De reddingen vonden in 2014 en 2015 veelal ’s avonds en ’s middags plaats, vooral in portiekflats. “Mogelijk is dit te verklaren doordat bij portiekflats er doorgaans één trappenhuis is waar meerdere voordeuren op aansluiten. Een brand bij de buren kan er dus toe leiden dat het trappenhuis vol rook komt te staan, waardoor uit de overige appartementen niet meer gevlucht kan worden. het aantal geredde personen bij incident is hierbij dan ook het hoogst, samen met wonen boven winkels: gemiddeld drie personen per incident”, aldus de onderzoekers.

Het rapport meldt daarnaast dat er geen bepaalde maanden zijn waarin beduidend meer of minder reddingen plaatsvinden. Hoewel er elke dag reddingen worden uitgevoerd door de brandweer, ligt dat aantal net iets hoger in het weekend. De incidenten waarbij reddingen plaatsvinden zijn gelijkelijk verdeeld over  overdag (07.00 tot 19.00 uur en ’s avonds en ’s nachts (19.00 uur tot 07.00 uur). Wel worden de meeste personen ’s avonds en ’s nachts gered en bovendien worden bij incidenten in de avond en de nacht vaker meer personen gered. Bij twee derde van de branden waarbij personen zijn gered is de brandomvang beperkt gebleven tot de ruimte of het object van ontstaan. De rook daarentegen verspreidde zich  in meer dan de helft van de incidenten tot buiten de woning.

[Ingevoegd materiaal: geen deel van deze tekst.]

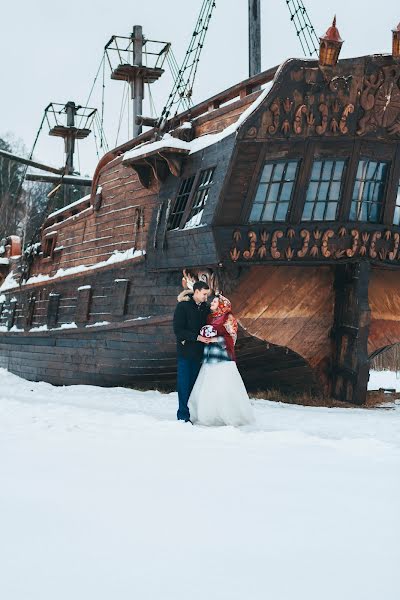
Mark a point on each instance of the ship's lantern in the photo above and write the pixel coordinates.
(396, 42)
(330, 46)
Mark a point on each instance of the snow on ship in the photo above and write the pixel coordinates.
(282, 191)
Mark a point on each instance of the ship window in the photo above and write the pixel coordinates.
(180, 203)
(200, 198)
(368, 191)
(396, 218)
(274, 192)
(324, 188)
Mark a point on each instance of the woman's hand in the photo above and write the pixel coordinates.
(203, 340)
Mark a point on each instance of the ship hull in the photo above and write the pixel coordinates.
(141, 354)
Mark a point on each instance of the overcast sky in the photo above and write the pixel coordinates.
(50, 51)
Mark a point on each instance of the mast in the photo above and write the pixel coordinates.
(137, 83)
(137, 61)
(254, 37)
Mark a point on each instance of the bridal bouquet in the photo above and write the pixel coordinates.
(208, 331)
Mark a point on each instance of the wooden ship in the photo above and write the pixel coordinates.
(282, 191)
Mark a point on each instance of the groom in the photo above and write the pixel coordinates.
(189, 317)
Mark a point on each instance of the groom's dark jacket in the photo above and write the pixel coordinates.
(189, 318)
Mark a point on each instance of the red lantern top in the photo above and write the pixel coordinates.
(333, 35)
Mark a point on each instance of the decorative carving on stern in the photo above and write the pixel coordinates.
(258, 245)
(317, 104)
(380, 100)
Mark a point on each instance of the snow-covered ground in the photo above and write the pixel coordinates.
(104, 496)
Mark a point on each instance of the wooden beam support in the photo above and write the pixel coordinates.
(350, 368)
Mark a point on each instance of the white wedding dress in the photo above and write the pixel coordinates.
(219, 396)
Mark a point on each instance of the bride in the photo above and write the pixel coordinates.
(219, 396)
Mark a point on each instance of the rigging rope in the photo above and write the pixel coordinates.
(182, 89)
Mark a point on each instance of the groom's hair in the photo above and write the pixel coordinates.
(201, 285)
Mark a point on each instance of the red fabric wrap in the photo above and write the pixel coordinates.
(218, 322)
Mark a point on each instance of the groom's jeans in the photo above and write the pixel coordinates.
(188, 370)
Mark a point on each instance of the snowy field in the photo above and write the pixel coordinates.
(104, 496)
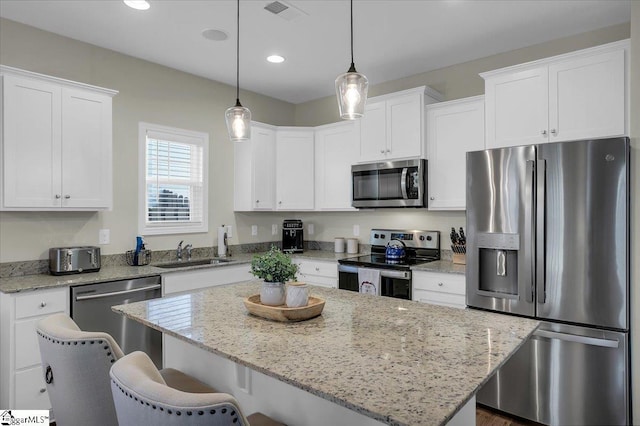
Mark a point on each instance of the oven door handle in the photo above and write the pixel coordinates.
(384, 273)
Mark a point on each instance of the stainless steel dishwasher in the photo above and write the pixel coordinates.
(91, 310)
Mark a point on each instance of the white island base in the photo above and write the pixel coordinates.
(284, 402)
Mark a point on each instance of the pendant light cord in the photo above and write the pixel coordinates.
(238, 57)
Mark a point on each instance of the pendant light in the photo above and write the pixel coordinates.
(351, 88)
(238, 117)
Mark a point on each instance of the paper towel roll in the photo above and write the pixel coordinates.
(222, 241)
(352, 245)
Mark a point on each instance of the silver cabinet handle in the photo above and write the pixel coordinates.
(593, 341)
(117, 293)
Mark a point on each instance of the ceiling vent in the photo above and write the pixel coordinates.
(284, 10)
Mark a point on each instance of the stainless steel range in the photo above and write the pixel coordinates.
(387, 270)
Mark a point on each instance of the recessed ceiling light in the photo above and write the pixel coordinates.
(215, 35)
(138, 4)
(275, 59)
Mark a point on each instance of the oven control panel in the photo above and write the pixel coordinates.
(410, 238)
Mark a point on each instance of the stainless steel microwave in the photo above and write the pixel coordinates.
(389, 184)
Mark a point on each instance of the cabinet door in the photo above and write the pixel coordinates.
(263, 159)
(86, 149)
(452, 130)
(517, 108)
(243, 175)
(294, 170)
(373, 132)
(31, 143)
(336, 149)
(587, 97)
(404, 126)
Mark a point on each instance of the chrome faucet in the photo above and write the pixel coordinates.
(179, 250)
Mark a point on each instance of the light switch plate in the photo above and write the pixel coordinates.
(104, 236)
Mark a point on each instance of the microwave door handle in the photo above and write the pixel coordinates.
(403, 183)
(541, 283)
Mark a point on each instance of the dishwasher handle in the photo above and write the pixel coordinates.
(117, 293)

De meeste personen worden gered  vanuit de slaapkamer, het balkon of de woonkamer. De mate van levensbedreiging te tijde van de redding wisselt. Eén van de tien geredde personen bevond zich in de brandruimte; één op de drie wordt gered  uit een omgeving waar sprake is van zware rookontwikkeling. De conclusie is dan ook dat een derde van alle geredde personen zich bevind in een potentieel ernstig levensbedreigende situatie; ongeveer de helft in een mildere vorm  van acute dreiging. Uit het onderzoek blijkt verder dat de brandweer in het algemeen snel ter plaatse is, gemiddeld na zes minuten. De meeste personen worden vermoedelijk binnen vijf minuten na aankomst van de brandweer gered. Het redden gebeurde vaak met een redvoertuig, maar ook andere hulpmiddelen zoals vluchtmaskers, revitox (aansluiting op de ademlucht van een manschap) of een handladder werden gebruikt. Het rapport is te downloaden via

www.ifv.nl.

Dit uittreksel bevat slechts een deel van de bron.